A simple approach can be HardwareAge+OSAge+Risk+userimpact+financialimpact-DR resilience<10.
Why?
Well, as hardware ages, it requires updates but also may require replacement parts. As the parts become less available, the risk to the system is difficult and can be frustrating. If you virtualize you should consider the virtual strategy to be part of the same equation, but in the case of the system, your hardware age is always 1 as the virtual system then becomes the necessary upgrade.
The operating system can become a nightmare as its age goes up since it will develop more and more security risks. If it is end of life and not being supported anymore, you are instantly at major risk and need to find a solution. We often forget the Operating system and it is the source of much of what we do, and in most programs the foundation for doing work at all.
Risk can be a massive discussion on its own, but in this case let us consider risk as regulatory or agency risk as the whole equation is about risk indirectly. So consider risk from 0-5 where five is the greatest controlled items and regulatory work, like HIPAA, and zero is no risk at all.
For user impact and financial impact this is subjective but rate the impact from 0-3 where 0 is no impact at all, and 3 is high impact.
Disaster resilience can subtract from your score by creating situations where you can be back online quickly without as much risk of downtime.

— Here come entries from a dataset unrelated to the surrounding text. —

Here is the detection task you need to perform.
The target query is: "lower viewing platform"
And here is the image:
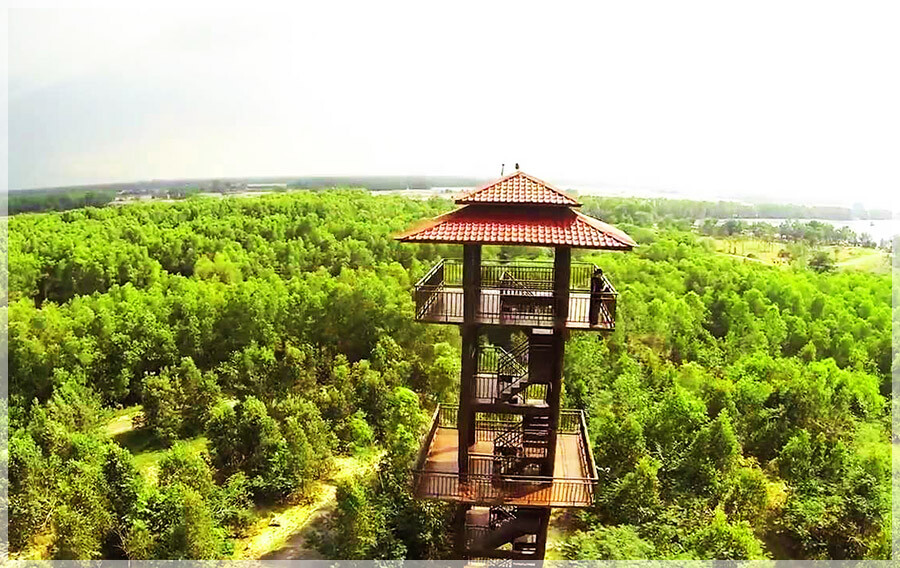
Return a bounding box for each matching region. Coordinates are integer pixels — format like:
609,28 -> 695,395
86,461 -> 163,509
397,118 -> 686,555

This can be achieved through programs that bring your system back online quickly. Using a virtual machine and a solution like Datto can get you back online quickly even in the event of a total loss, creating a lowering of overall risk.

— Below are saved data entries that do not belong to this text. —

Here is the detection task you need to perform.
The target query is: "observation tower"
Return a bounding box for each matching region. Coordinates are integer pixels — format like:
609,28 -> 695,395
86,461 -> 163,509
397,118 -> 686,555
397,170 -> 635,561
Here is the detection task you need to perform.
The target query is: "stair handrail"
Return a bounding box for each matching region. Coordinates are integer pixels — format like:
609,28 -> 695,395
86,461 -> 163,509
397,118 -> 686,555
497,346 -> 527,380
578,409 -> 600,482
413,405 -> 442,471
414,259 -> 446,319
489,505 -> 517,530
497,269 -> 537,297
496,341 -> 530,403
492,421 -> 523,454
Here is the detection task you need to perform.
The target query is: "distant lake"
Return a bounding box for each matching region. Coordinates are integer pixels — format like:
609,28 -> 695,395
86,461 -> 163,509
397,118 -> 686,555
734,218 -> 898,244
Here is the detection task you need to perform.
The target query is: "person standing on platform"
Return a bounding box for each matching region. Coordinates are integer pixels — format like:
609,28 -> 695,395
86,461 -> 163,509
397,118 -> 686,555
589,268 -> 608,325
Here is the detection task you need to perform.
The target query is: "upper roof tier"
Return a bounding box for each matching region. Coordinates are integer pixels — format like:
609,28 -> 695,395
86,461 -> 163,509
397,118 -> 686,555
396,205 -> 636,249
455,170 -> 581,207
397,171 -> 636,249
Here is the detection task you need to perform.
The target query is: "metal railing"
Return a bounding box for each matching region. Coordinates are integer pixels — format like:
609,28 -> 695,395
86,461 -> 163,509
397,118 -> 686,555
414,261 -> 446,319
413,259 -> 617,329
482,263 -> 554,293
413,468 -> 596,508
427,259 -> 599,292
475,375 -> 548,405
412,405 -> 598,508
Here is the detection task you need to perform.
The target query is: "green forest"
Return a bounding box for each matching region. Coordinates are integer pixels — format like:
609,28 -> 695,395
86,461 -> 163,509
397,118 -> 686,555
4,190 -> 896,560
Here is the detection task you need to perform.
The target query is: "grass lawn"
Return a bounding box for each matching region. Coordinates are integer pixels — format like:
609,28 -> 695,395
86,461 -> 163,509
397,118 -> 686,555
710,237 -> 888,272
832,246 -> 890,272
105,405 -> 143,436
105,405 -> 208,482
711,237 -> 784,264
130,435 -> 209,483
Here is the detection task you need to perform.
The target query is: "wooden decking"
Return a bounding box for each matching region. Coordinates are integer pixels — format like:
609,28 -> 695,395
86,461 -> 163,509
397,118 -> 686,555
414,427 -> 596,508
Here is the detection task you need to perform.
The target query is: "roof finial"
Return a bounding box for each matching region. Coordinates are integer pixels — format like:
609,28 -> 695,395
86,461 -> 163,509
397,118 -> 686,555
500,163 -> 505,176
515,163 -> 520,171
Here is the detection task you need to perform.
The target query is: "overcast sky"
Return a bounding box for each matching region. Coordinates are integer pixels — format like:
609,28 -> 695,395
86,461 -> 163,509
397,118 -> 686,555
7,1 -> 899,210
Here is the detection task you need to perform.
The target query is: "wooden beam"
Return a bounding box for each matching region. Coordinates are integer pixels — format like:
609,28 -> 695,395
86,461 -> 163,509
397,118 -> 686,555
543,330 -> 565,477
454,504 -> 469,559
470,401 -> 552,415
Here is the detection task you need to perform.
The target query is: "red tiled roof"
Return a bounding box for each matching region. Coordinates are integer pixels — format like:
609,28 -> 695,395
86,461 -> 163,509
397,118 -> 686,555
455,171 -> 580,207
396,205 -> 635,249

This is not a hard rule and it is something I worked out to explain to people the risks associated with systems in a simple manner. A good technology professional would look at this and say it is a start, but there is a lot more to it, but this will let you know where to start. If you come up with a number greater than 10, it is definitely time to start talking to someone. If we take the example, we had previously. We get these numbers:
15+16+5+3+3-1=42
Every increment beyond 10 should have been a red flag, and in this case the DR resilience could have been 1, and still it would have been bad.
This is still just a guess. It is just as valid to measure supportability and availability with no equation. As the number of people who can support a system dwindles, it builds risk quickly whether the system is high risk or not. Multiple times, I have been put in the position of finding a way into a system that no one knows a password to and no one knows how to repair. If your support is single threaded, it is time to replace the software, the hardware or both.
It is also important to look closely at what vendors say to you. Obviously, there is no guarantee on any system but when you are not given an ETA or an escalation path in case of an outage, you are skirting with downtime, and potential costs associated with such.
Remember, if a system is not critical, will cost no time, will not be missed, has no critical or useful data on it, and can be gone forever with no impact on you or your business, then maybe it is OK to keep a very old system. I am sure there are some exceptions as well, where a piece of software would cost a lot to upgrade and the upgrade is avoided, but in the end if you have these systems and say, “If it ain’t broke, don’t fix it” maybe those machines should be shut down anyway and new solutions found to really help business.